Slightly stunned, and obviously working hard to remember the rules from our lecture, he makes a guess, "May I please come in?" he asks. And while it was not what I was hoping for, it was disarmingly adorable.
"Sweetie, this is my friend Mike, why don't you tell him your name."
Understanding spread across his face as he understood what I needed him to do and he smiled and confidently introduced himself. Then it was Little Dog's turn.
"I'm Big Dog," he said, then quickly realized his mistake. The adults were giggling and he was embarrassed, he turned to me and said, "Mama, I forgot my name!"
"Do you remember it now?" I asked.
"Yes," he said, his confidence returning.

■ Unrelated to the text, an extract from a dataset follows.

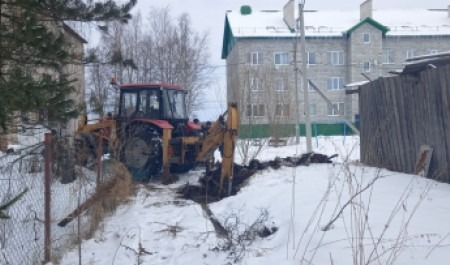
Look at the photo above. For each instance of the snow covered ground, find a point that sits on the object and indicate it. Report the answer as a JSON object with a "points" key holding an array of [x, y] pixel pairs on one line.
{"points": [[393, 218]]}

"Then why don't you introduce yourself?" I prompted.
"Hi, I'm Little Dog," and my friends warmly welcomed him into their home.

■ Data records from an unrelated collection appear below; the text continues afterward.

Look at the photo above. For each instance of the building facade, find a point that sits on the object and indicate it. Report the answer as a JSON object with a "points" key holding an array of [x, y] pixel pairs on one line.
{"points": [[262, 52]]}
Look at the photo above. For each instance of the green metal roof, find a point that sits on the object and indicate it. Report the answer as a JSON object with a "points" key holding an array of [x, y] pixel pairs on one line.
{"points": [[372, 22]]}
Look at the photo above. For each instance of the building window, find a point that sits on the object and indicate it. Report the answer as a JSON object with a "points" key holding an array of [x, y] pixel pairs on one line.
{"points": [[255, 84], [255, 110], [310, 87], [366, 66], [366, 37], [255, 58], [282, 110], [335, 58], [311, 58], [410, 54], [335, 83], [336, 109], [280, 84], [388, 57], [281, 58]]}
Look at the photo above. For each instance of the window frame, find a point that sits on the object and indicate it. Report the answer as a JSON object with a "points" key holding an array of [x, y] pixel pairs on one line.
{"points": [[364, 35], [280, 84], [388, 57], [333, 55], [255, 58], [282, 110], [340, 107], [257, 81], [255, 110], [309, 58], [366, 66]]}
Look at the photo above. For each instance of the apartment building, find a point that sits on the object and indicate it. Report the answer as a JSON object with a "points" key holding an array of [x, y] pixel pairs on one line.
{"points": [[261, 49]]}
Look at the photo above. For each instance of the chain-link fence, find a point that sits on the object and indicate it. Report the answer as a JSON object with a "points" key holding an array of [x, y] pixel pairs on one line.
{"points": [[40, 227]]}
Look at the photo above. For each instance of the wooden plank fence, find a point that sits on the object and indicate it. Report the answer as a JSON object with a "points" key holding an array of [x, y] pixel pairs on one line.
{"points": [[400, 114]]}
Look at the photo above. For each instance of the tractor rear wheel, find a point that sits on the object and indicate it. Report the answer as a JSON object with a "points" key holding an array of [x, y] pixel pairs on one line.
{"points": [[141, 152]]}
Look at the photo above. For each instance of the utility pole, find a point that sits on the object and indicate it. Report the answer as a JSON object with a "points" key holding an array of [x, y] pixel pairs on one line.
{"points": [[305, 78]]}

The boys pretty quickly settled in and found the affectionate kitty cat that wanted attention. It wasn't until later they were told there were three more cats that they were not likely to meet because they were shy, that the boys really lit up. They wanted to find the cats, and my friends, far better housekeepers and more open hosts than I, allowed the boys to look upstairs for the other kitties. The boys would go upstairs look for kitties, come downstairs and report their findings then immediately ask if they could go back upstairs. It was kind of cute actually. My friend's wife was so great with my cat-obsessed kids. She told they they may go upstairs whenever they'd like, they didn't even have to ask. She pointed them to the other cats' favorite hiding spots. By the end of the night, the boys had found all four cats. Repeatedly. The affectionate kitty had a ton of little-boy petting and we'd had a delicious meal. It was a nice evening, even with the kids in tow. I was relieved.
Not long before we called it a night, Little Dog asked me to take him to use the bathroom. We were heading upstairs when he whispered to me, "It would be kind of nice to have a house like this." Not quite sure what he meant, my mind jumped to the obvious. Clean? Organized? Not in the depths of a major remodel? "What do you like about this house?" I asked, expecting a rebuke of my housekeeping skills or a request for less domestic chaos in general. "It's full of kitties!" he said, his voice filled with awe. Well, at least he wasn't asking me to clean.
Unfortunately we are not in a position to have a cat. Our dogs are overly interested in cats, and while I may be able to work around that, my father is severely allergic to kitties. Since I like to have him visit frequently, a cat in the house is not really an option.
We left not long after, the boys were starting to get sleepy and a tiny bit cranky, but I think my kids were thoroughly charmed by my friend, his wife and their cats. I had the easiest night out I'd had in a long while and the kids had been golden. Phew. I guess I can take them out in public from time to time. That's real progress!